The AWS Neuron SDK is a comprehensive toolkit that includes an ML compiler, runtime, and application framework, seamlessly integrating with popular ML frameworks like PyTorch. As part of the Neuron Compiler organization, the team works across multiple technology layers - from frameworks and compilers to runtime and collectives, optimizing current performance and contributing to future architecture designs.
The role offers a unique opportunity to work at the intersection of machine learning, high-performance computing, and distributed architectures. Engineers collaborate across compiler, runtime, framework, and hardware teams to optimize machine learning workloads for global customers. The position involves designing and implementing high-performance compute kernels, analyzing and optimizing kernel-level performance, and working directly with customers to enable and optimize their ML models.
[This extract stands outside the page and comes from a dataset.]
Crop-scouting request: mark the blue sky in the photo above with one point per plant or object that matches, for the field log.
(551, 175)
The team values work-life balance and offers flexibility in working hours. They embrace diversity and inclusion, with ten employee-led affinity groups reaching 40,000 employees globally. Career growth and mentorship are prioritized, with projects assigned to help team members develop into better-rounded professionals. The hybrid work model allows engineers to choose between full office presence or flexible arrangements near US Amazon offices.
This role is perfect for someone passionate about pushing the boundaries of AI acceleration technology, combining deep hardware knowledge with ML expertise to deliver optimal performance for demanding workloads.